When simplifying square roots, the goal is to break down the number inside the square root into its prime factors, or a combination of numbers where one of them is a perfect square. This process helps in rewriting the square root in a simpler, more manageable form.

Here’s how to do it:

• Identify if any factors of the number inside the square root are perfect squares. A perfect square is a number like 4, 9, 16, etc.
• For example, consider simplifying \( \sqrt{20} \):
  • Factor 20 as \( 4 \times 5 \).
  • Notice that 4 is a perfect square.
  • Therefore, \( \sqrt{20} = \sqrt{4} \times \sqrt{5} = 2\sqrt{5} \).
• Similarly, with \( \sqrt{45} \):
  • Factor 45 as \( 9 \times 5 \).
  • 9 is a perfect square.
  • As a result, \( \sqrt{45} = \sqrt{9} \times \sqrt{5} = 3\sqrt{5} \).

This simplification helps to further work with these expressions in algebraic operations.

Combining like terms is a simple yet crucial step in simplifying algebraic expressions. It involves grouping terms that have the same variable or radical parts and then adding or subtracting their coefficients.
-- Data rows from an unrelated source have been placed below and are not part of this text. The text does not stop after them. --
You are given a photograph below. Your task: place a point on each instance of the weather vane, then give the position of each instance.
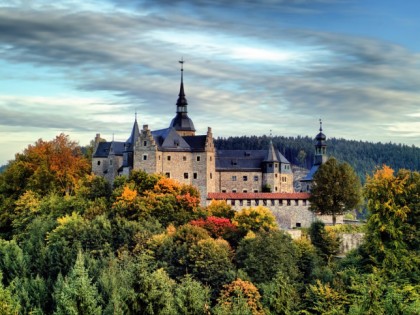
(182, 63)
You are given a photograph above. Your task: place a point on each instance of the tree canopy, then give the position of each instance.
(336, 189)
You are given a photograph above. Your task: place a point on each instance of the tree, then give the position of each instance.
(392, 238)
(255, 219)
(336, 189)
(47, 165)
(191, 297)
(239, 298)
(325, 242)
(264, 255)
(75, 294)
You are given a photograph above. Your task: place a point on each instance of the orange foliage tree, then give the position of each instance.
(46, 165)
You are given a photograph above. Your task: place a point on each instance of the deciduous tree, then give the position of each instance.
(336, 189)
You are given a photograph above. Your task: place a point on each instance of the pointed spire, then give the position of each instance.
(271, 154)
(182, 101)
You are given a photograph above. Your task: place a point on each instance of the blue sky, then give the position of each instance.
(85, 67)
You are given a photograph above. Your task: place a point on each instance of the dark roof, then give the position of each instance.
(197, 143)
(239, 196)
(244, 159)
(133, 137)
(310, 175)
(104, 149)
(182, 122)
(169, 139)
(271, 154)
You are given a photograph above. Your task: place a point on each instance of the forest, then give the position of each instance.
(72, 244)
(364, 157)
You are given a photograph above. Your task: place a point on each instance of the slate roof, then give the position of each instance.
(267, 196)
(169, 139)
(244, 159)
(310, 175)
(104, 149)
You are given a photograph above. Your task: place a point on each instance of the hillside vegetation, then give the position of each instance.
(364, 157)
(72, 244)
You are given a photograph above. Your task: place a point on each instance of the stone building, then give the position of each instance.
(320, 158)
(242, 177)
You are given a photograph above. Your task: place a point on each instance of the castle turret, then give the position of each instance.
(320, 147)
(319, 159)
(181, 122)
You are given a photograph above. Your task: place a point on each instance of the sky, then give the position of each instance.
(83, 67)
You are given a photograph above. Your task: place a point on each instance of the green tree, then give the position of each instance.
(255, 219)
(326, 243)
(266, 254)
(280, 295)
(75, 294)
(336, 189)
(191, 297)
(392, 234)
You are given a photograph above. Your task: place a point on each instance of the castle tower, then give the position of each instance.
(320, 147)
(181, 122)
(270, 170)
(129, 146)
(319, 159)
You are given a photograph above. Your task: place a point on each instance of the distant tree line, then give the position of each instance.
(363, 156)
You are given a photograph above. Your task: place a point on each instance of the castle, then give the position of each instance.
(241, 177)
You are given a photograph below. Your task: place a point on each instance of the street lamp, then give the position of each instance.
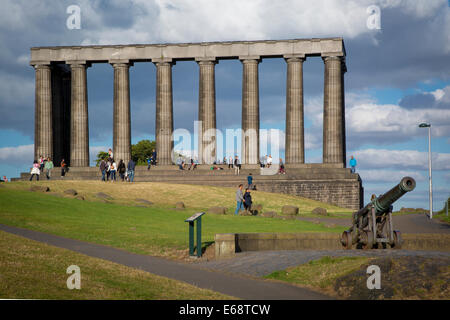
(428, 125)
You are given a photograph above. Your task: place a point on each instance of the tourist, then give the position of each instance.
(131, 168)
(113, 170)
(48, 168)
(63, 168)
(154, 157)
(269, 161)
(35, 170)
(237, 165)
(239, 199)
(352, 164)
(103, 166)
(121, 169)
(281, 170)
(247, 200)
(249, 181)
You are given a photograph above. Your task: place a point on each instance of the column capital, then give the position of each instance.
(250, 59)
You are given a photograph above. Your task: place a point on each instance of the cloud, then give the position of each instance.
(400, 159)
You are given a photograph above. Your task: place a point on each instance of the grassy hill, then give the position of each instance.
(156, 229)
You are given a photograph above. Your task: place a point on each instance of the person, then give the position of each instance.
(131, 167)
(239, 199)
(269, 161)
(112, 170)
(35, 170)
(48, 168)
(63, 168)
(247, 200)
(237, 165)
(103, 167)
(121, 169)
(281, 170)
(352, 164)
(154, 157)
(249, 181)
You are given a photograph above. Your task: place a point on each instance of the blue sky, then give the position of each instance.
(398, 76)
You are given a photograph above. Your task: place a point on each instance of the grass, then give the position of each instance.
(32, 270)
(156, 230)
(319, 274)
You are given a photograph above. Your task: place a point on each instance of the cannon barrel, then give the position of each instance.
(383, 202)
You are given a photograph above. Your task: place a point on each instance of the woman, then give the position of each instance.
(112, 170)
(63, 168)
(35, 171)
(247, 200)
(121, 169)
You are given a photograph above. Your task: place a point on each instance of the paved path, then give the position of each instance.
(260, 263)
(241, 287)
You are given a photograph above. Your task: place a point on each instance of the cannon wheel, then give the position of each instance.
(346, 240)
(397, 240)
(367, 240)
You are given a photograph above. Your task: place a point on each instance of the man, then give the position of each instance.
(48, 168)
(352, 164)
(239, 199)
(249, 181)
(131, 167)
(103, 167)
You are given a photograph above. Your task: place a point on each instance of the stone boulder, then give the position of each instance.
(103, 196)
(320, 211)
(39, 189)
(289, 210)
(71, 192)
(269, 214)
(180, 205)
(217, 210)
(143, 201)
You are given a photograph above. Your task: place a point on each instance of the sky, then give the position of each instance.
(398, 75)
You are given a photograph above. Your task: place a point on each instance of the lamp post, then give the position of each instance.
(428, 125)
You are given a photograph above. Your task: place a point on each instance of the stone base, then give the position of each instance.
(322, 182)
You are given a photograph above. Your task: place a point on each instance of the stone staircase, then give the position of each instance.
(328, 183)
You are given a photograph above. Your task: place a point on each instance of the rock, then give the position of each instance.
(217, 210)
(179, 205)
(289, 210)
(269, 214)
(320, 211)
(102, 195)
(71, 192)
(39, 189)
(144, 201)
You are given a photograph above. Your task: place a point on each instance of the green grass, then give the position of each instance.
(32, 270)
(154, 230)
(321, 273)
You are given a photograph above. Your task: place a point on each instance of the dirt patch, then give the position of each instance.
(401, 278)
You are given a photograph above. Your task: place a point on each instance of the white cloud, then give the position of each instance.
(403, 159)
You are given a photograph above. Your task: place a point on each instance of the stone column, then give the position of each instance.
(333, 113)
(294, 141)
(164, 111)
(207, 112)
(43, 134)
(250, 110)
(121, 118)
(79, 124)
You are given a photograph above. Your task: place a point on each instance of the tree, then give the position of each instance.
(142, 150)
For the expression \( 6\sqrt{5} - \sqrt{5} - 6\sqrt{5} \):

• Identify "like terms" - in this case, all terms have \( \sqrt{5} \) as their radical part.
• Add and subtract the coefficients:
  • Combine \( 6\sqrt{5} \) and \(-6\sqrt{5} \) to get \( 0\sqrt{5} \), as these cancel each other out.
  • Then, calculate \( 0\sqrt{5} - \sqrt{5} \) to obtain \(-\sqrt{5} \).

Remember, combining like terms allows the simplification of expressions, making them more efficient to work with in future calculations or comparisons.

Algebraic expressions are combinations of numbers, variables, and operations like addition and multiplication. They can frequently involve square roots, fractions, or other algebraic elements and can become complex.

Key elements in working with algebraic expressions include:

• Understanding different terms involved in expressions, such as constants, variables, and coefficients.
• Using operations and properties, like the distributive property: \( a(b + c) = ab + ac \), which helps in managing expressions within parentheses.
• For instance, in the problem \( 3(2\sqrt{5}) - \sqrt{5} - 2(3\sqrt{5}) \), the distributive property is applied by multiplying each term individually.

Algebraic expressions can be easily manipulated with practice, helping solve equations or represent more complex algebraic relationships. Conquering these expressions can empower further steps in learning mathematics.